というわけで、街の見物もそこそこに、旧市街の真ん中にある広場のカフェで、昼間っからビールを飲んでしまう。
念のため言うと、そういうヤカラは鯨だけではない。
バカンスの季節であるから、地元の方々も、こぞってビールを飲んでいらっしゃる。
乾いた空気で、日差しは強い。かつ、当然のように地ビールなので、やたらとうまい。
どのくらいうまいかというと、勃起屹立、即発射可、というくらいのうまさである。(よくわからない)
「ビールうまいぞよさこい踊り」でも踊りたいくらいだ。(これもよくわからない)
たちまちグルグルにまわってしまう。(好きなくせに弱い)
で、結局、またもホテルに戻ってヒルネをしてしまった。
中欧を旅しているのだが、連日のシエスタとなってしまう。
お天道様にまこと申し訳ない。 -
暗くなってから目がさめ、またもその店に行き、ビールを飲んでしまう。
と、隣で静かに飲んでいた50歳位のチェコ人のおじさんが、ふと、こちらを向いて話しかけてきた。
「中国人か、日本人か」
「日本人だ」
「何でこの街に来たのか」
「斉藤寝具(サイト・シング)」
「日本人なんて来ないぞ。みんな素通りしていく」
「町がきれいだから」
おじさんは、いたく喜んだ。
なぜか隣の席から移動してきて、乾杯してしまう。
「おれはこの街で、日本人にカラテを習っている」
げげげ。相手をさせられては堪らん。
「残念ながら、私はスモウ・レスラーである。空手は知らない」
めちゃめちゃな理由で逃げをうつ。
「おお。スモウも素晴らしい。ウワテナゲ。オオソトガリ。ハライゴシ」
ちょっとまて、上手投げしか正解じゃないぞ。柔道と混同しとるぞおじさん。
「日本人はどれくらいバカンスを取るんだ」
「1週間」
「なんてこったい。チェコ人は8週間だ。
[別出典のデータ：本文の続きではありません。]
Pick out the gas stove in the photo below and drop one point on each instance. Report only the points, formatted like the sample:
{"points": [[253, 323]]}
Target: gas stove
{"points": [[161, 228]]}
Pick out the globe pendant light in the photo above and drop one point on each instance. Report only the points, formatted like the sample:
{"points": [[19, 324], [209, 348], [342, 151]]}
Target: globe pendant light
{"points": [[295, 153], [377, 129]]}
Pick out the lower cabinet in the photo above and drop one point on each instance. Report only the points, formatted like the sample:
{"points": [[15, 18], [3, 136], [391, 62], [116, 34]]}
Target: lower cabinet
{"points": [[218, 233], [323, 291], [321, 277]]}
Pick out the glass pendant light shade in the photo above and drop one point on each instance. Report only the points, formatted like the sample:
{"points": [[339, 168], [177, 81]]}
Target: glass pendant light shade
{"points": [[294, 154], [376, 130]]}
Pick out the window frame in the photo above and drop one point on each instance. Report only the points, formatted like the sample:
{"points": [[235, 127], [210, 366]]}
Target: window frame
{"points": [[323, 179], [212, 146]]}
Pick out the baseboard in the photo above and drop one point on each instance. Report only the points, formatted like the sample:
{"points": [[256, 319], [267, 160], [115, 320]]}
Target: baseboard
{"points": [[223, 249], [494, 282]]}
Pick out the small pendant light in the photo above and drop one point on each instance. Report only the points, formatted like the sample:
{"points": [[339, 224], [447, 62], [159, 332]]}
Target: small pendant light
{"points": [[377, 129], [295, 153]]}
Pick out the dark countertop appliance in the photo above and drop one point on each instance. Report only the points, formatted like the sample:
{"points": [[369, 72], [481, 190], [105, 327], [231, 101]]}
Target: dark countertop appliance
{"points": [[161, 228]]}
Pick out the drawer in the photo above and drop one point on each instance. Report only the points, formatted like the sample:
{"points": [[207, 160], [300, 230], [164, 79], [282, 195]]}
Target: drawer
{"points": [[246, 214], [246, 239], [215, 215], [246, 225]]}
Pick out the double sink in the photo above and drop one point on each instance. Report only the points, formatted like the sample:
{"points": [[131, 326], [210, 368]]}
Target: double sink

日本人は虫みたいに働くんだな」
「かたじけない」
おじさんはそれから、聞きもしないのに、自分のことを延々としゃべった。
「若いころ、アメリカにいたんだ。
カリフォルニアに家を買った。
でも、おふくろがトシ取ったから、こっちに戻ってきたんだ」
そう言いながら、名刺をくれた。
世界的な生命保険会社の、シニアディレクターだった。
こっぱげで、小柄なオヤヂなのだが、エリートなのである。
親の面倒をみるため、故郷に戻ってくる、なんて、そのまま日本でもある話だ。
アメリカが東京、そしてチェコが新潟、と思えば、どこも事情はいっしょだ。
変われば変わるほどいよいよ同じ、というコトバが浮かんだが、残念ながら英訳できない。
おじさんは、若いころ猛勉強して、アメリカに留学したんだろう。
そして、かの地で働き、家庭を持ち、家を買ったのだ。
チェコが民主化したころ、最初に国外に出て行った世代かもしれない。
このエリートのおじさんとは、握手して別れた。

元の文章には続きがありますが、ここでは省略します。